As tonight’s series finale of THE NEWSROOM served to remind us, Aaron Sorkin isn’t one to shy away from sentiment, and one would like to think that on some level he was touched by how many of us celebrated the news that his series was going to return for a delayed third season. Even after two years of flawed, ornery, and not infrequently infuriating episodes, we believed that The Newsroom–with only 6 hours to fill, with a definite ending in sight, with all the accumulated, detailed criticisms that had come its way–would somehow become the show we’d dreamed of it being from the time it was announced that Sorkin and HBO were joining forces on a new TV series.
Of course, it wasn’t to be. Like that scorpion riding on the frog’s back, Sorkin can only be who he is, especially when there’s no other strong producer or director in a project’s mix, and Newsroom Season 3 was as sanctimoniously judgmental, flawed and uneven as the seasons before it, filled with sloppy plotting, a terror and fury directed at the internet that resembled what villagers in Salem felt about witchcraft, and a bewilderingly ambivalent attitude toward women as characters and as the receptacles of rom-com narrative tropes. All of it culminated in last week’s climactic hour, which set that hated internet on fire with a male character’s assertion about refusing to believe in allegations of campus rape absent a criminal conviction, and with the sudden death of beloved character Charlie Skinner (Sam Waterston), President of the show’s news network ACN.
Tonight’s finale, written of course by Sorkin and directed by Alan Poul, was by comparison quite mellow. It was largely a series of flashbacks–an origin story, if you will–framed by events surrounding Charlie’s funeral. Even though Charlie had barely died, he was as present in this final hour as he’d ever been, hiring Mackenzie McHale (Emily Mortimer) to be the new producer for Will McAvoy’s (Jeff Daniels) slumbering News Night and observing Will’s need for an incitement to bring him back to journalistic life. Charlie’s actions in the previous few episodes, apparently caving in to villainous new ACN owner Lucas Pruitt (B.J. Novak) while secretly hoping his subordinates Mac and Don Keefer (Thomas Sadoski) would undermine him, still didn’t make much sense, but we knew his heart was always in the right place.
The actual plot events of the finale were all positive. Will discovered that Mac was having a baby (cue the sit-com cliches with Will blundering into revealing the pregnancy almost instantly to everyone around him); Pruit’s convenient PR issues about underpaying female employees and employing hookers allowed Leona Lansing (Jane Fonda) to talk him into promoting Mac to Charlie’s job instead of firing her; Mac then promoted her number 2 Jim Harper (John Gallagher, Jr) to her old job. (Don was offered the job, but turned it down to stay in his lower-paying, lower-profile gig because it just felt right to him, and because that’s what Sorkin heroes do.) Jim and Maggie Jordan (Allison Pill), finally a genuine couple after 3 seasons of dancing around each other, were already out passive-aggressiving each other after just 3 days together, but decided they would make a long-distance relationship work if she took a job in DC, and the show’s only really enjoyable couple, Don and financial reporter Sloan Sabbith (Olivia Munn), were still bantering like crazy.
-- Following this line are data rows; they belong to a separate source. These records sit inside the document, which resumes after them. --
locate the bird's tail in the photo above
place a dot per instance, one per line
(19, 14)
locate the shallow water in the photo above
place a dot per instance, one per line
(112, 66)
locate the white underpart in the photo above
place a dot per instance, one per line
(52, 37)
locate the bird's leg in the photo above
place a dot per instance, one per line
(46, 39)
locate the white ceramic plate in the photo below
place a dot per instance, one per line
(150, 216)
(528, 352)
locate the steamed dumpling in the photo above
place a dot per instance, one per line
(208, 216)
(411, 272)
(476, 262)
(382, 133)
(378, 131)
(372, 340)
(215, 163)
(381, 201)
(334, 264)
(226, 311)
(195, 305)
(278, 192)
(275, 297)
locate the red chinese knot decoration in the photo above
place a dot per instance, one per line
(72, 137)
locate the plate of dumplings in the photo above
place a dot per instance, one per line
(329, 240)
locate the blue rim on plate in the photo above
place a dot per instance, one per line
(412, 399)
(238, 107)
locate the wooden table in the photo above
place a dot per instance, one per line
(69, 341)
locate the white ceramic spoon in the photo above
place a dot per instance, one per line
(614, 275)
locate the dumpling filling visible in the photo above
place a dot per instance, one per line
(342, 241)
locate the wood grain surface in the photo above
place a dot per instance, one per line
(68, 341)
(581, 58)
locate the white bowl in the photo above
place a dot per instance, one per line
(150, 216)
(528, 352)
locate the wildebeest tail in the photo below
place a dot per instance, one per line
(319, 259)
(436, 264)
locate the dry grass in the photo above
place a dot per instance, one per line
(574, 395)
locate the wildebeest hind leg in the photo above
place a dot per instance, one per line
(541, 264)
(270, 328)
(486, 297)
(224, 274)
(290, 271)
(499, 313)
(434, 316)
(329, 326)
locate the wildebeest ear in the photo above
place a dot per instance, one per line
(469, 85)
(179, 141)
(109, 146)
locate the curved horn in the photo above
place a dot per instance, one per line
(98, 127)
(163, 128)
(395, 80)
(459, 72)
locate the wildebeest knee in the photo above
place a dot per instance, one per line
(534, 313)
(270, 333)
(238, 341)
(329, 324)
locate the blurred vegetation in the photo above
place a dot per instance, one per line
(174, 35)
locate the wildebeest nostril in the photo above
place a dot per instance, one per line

Even Neal Sampat (Dev Patel) returned from his exile in Venezuela as a newly saintly avatar of websites that truly report the news. (Sorkin couldn’t resist one parting shot at less responsible internet practitioners, as Neal’s first act upon returning was tearing into the blobby guy who’d taken his job.)
It was a pleasing end if not an exciting one, optimistic rather than obsessed with sticking it to whomever met with Sorkin’s disapproval. The acting, as has been the case throughout The Newsroom‘s run, was impeccable, and Daniels in particular was allowed for once to be more charming than pontificating and pompous. Even at its worst, The Newsroom almost always gave these fine actors fun, smart dialogue to play with, and they and Sorkin did each other proud.
Aaron Sorkin has intimated that The Newsroom may be his last TV project for a while (although he’s also backed off that sentiment), and certainly he can make as much if not more money writing one feature film per year, with his much-buzzed biography of Steve Jobs next up. His absence, though, would be a shame: for all Newsroom‘s shortcomings, Sorkin is a prince of TV, much more likely to find meaningful outlets there for his long-form, dialogue- and issue-heavy speciality than in movies, which these days are mostly concerned with not alienating teen audiences. There was a scene in tonight’s finale where Charlie, recruiting Mac for News Night, tells her that a racecar driver is only as good as his car, and vice versa. For some writers (not all), there’s a similar truth: Aaron Sorkin’s best work has come when he’s been partnered with a David Fincher, a Rob Reiner, or a John Wells. Unfettered control is seductive, for obvious reasons, but it doesn’t get the best out of Sorkin. Teamed with his own Mackenzie McHale, he still has the ability to deliver greatness.